Dans son intervention, le numéro 1 togolais s’est d’abord félicité de la tenue de cette rencontre, tout en partageant avec l’assistance sa conviction pour un développement du continent sur la base de deux conditions majeures à savoir le développement tourné vers l’extérieur et la structuration d’un Etat stratège, relève la Présidence togolaise

Mettant en avant son pays, Faure Gnassingbé a réitéré son ouverture économique, le Togo ne pouvant « prétendre vivre replié sur lui-même. »

Pour lui, « le Togo bénéficie d’un positionnement stratégique au carrefour de l’Afrique de l’Ouest.”, dont il est un point d’entrée important, grâce à un port en eau profonde.  « Il était donc naturel pour le Togo de se développer comme un hub régional et de s’ouvrir sur l’Afrique de l’ouest, un marché de 400 millions de consommateurs en pleine transformation », a-t-il indiqué.

En ce qui concerne les réformes mises en place pour attirer davantage d’acteurs dans le pays, le président togolais rappelle que « l'ouverture économique doit s’accompagner d’un environnement favorable aux entreprises. Je pense à la fois à la sécurité juridique comme à la stabilité fiscale, aux mesures qui peuvent être prises en faveur des partenariats public-privé et aux autres initiatives sur la poursuite de l’ouverture ».

L’un des chantiers importants de développement du pays reste naturellement l'agriculture, qui occupe 65% de la population et 40% du PIB. De ce fait, Faure Gnassingbé a mis l’accent dans ce contexte, sur les agropoles et les ZAAP. « La mise en valeur des zones d’aménagement agricole planifiées au Togo a permis d’aménager plus de 11 000 hectares de terres. Des agropoles qui ont été créées, regroupant déjà plus de 11 000 producteurs. Un soutien en intrants agricoles a été fourni à 259 organisations paysannes et sept des onze centres de transformation agricole prévus sont en cours de construction.»

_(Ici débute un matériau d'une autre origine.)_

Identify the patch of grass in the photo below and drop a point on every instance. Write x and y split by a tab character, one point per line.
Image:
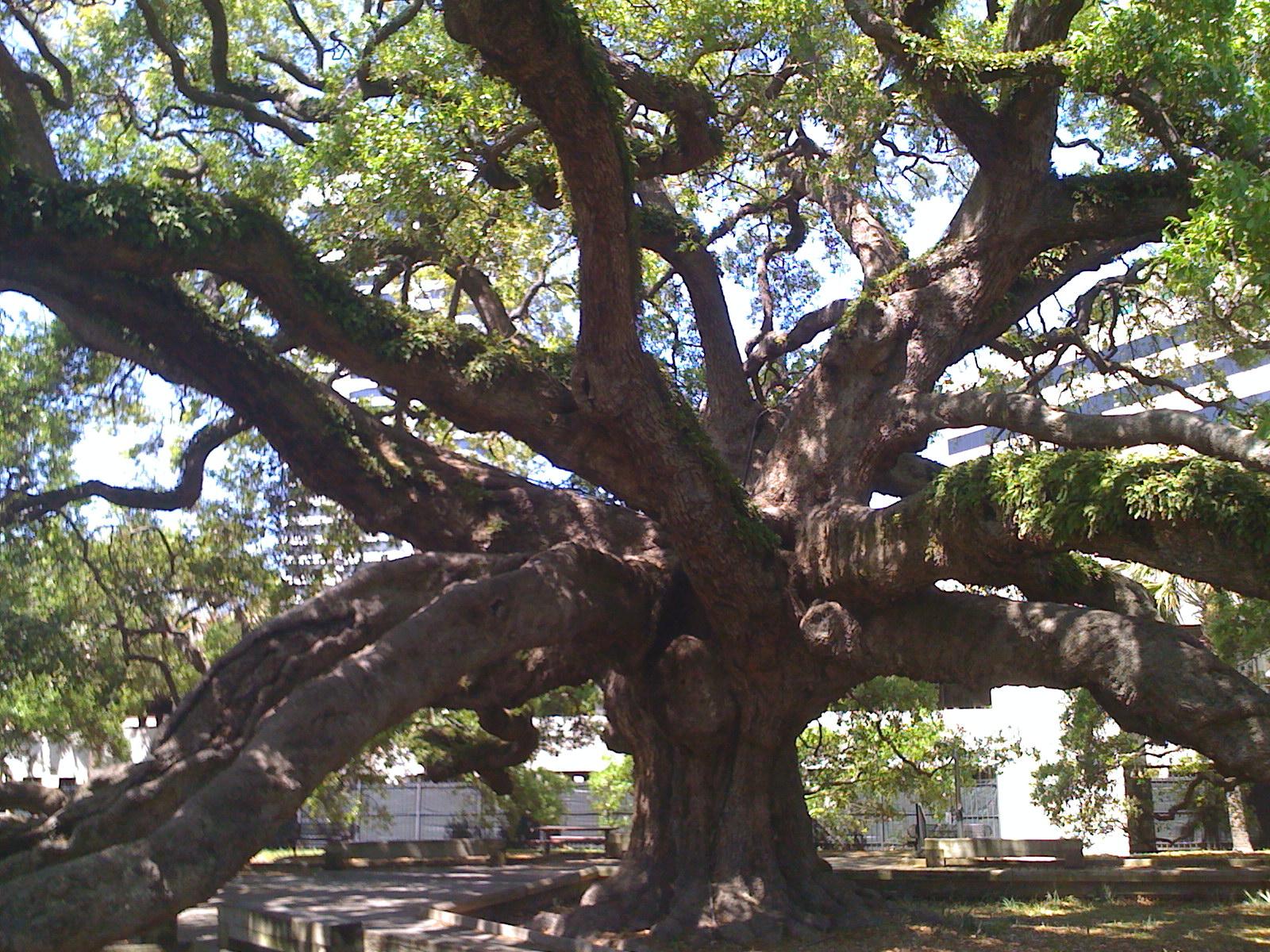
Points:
283	854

Pour lui, « les résultats de cette implication volontaire de l’Etat sont évidents. Les rendements agricoles ont bondi en triplant en quelques années. C’est sur ces succès qu’il nous faut construire. », a-t-il relevé, en invitant à concilier « une ouverture au monde et un enracinement dans nos territoires ». En outre, «la croissance économique et la préoccupation environnementale » et enfin, « l’accumulation de la richesse et son partage équitable »

Notons qu’au cours de ces échanges, le dirigeant de la Corée, pays hôte, a promis de doubler l’aide publique au développement en faveur des pays africains, pour atteindre 10 milliards de dollars d’ici à 2030.